Glad to announce a preliminary implementation for registration approval, some working unit tests and positive test results from my development system.

I expect to commit the initial change-set for this feature soon. From there it'll be extended towards supporting permanent administrative account locking (#8595) - independent of conditional locking on failed login attempts.

[hasienda]

(In [12502]) AccountManagerPlugin: Implement a new account approval feature, refs #843.

[hasienda]

(In [12503]) AnnouncerPlugin: Extend AccountManager notifications as required, refs #843, #7759 and #7977.
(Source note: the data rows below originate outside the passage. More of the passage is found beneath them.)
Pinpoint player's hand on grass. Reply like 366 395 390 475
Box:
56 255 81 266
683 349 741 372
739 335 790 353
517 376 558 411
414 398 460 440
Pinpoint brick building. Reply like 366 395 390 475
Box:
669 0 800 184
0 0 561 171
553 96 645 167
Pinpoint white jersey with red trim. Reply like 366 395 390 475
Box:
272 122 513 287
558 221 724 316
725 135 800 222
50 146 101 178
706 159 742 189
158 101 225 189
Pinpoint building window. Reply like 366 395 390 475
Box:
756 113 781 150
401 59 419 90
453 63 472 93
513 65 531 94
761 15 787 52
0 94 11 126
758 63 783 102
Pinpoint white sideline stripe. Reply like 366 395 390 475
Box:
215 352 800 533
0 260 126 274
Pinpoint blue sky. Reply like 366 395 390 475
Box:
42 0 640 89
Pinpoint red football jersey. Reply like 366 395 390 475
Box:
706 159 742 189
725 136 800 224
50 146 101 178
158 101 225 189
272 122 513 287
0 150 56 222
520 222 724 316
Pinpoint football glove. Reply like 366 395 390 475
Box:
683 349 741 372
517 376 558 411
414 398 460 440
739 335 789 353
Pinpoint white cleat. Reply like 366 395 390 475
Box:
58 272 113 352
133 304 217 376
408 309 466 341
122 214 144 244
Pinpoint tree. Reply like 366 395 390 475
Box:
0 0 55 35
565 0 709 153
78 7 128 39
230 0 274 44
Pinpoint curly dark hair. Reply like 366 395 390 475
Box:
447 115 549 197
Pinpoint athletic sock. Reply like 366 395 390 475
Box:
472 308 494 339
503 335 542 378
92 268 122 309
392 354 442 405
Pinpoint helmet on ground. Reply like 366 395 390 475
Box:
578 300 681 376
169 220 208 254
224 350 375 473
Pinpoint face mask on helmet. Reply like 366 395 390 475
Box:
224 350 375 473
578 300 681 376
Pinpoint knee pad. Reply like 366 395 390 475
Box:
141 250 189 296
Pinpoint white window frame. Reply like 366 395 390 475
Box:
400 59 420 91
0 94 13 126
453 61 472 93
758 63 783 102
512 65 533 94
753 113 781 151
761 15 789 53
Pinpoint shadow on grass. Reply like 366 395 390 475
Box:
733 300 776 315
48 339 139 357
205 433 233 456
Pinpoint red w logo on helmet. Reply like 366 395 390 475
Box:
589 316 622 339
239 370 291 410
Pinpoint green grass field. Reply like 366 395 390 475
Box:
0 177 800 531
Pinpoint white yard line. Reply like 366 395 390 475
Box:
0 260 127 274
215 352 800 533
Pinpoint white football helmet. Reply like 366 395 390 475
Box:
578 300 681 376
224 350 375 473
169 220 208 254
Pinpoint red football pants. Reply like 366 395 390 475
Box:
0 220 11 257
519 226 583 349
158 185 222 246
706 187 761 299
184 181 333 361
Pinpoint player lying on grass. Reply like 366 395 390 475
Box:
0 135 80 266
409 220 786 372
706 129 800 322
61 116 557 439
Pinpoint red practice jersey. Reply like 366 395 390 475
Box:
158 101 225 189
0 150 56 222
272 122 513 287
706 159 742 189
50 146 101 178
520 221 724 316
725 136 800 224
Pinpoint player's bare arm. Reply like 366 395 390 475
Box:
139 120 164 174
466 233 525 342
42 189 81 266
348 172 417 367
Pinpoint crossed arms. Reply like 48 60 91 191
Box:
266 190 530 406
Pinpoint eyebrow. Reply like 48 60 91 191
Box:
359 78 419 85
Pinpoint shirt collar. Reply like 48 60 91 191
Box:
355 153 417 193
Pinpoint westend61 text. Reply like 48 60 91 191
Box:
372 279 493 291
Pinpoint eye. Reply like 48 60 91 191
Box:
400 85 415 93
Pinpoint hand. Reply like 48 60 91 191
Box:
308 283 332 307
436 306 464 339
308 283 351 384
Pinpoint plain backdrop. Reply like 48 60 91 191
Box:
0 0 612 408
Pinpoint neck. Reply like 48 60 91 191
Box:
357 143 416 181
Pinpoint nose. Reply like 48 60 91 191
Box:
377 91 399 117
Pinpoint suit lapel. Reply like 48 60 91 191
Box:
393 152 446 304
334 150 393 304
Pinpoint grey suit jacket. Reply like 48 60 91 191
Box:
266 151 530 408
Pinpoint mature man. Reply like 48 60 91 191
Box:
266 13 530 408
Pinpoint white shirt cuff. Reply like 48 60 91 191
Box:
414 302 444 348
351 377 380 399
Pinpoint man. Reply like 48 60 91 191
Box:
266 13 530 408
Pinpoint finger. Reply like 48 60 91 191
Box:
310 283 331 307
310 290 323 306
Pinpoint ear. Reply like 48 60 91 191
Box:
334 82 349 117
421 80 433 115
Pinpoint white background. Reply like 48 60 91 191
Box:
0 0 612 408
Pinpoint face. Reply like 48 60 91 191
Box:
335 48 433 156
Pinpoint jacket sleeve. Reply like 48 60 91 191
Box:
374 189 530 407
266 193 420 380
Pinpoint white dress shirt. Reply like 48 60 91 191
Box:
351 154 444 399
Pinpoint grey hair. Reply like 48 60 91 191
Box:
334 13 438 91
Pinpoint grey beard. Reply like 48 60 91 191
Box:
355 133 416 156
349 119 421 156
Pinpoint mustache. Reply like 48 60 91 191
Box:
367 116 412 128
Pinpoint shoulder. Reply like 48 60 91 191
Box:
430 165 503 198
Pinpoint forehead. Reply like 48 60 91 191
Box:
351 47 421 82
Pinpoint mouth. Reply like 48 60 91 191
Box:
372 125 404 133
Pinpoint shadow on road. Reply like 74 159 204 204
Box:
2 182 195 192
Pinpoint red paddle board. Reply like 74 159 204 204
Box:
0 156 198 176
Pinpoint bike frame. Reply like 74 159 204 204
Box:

Note, that any previous version of TracAnnouncer won't work with latest
AccountManagerPlugin 'trunk' code, and this already made me thinking about
a more robust change listener definition. But this is another subject.

[hasienda]

(In [12504]) AccountManagerPlugin: Use new account approval feature to ban accounts, refs #843 and #8595.

While simple, this might be an effective counter-measure against spammer
registrations, because intentionally it's rather hard to spot the difference
between an approved authenticated session and one with pending approval.
So I forsee more wasted resources on attacker's side to figure out, why
one still fails to spam the site even after successful registration, and
that is certainly a good thing.

Note: Due to its implementation banning is instantly effective and will
prevent even authenticated sessions from doing more than a user could in an
anonymous session, unlike the account lock provided by AccountGuard.
That wouldn't prevent authenticated sessions from continuing indefinitely,
at least until next authentication time, and this might be a rather long time,
if persistant sessions had been allowed before.

[hasienda]

(In [12505]) AccountManagerPlugin: Some enhancements regarding approval/ban feature, refs #843, #8595 and #10741.

Adding the registration approval configuration option to config admin panel.
Taking care for marking all potential message parts for translation as well.
A recent suggestion by Ryan J Ollos is merged in here too, so that all kinds
of restricted accounts are clearly visible in user listings now.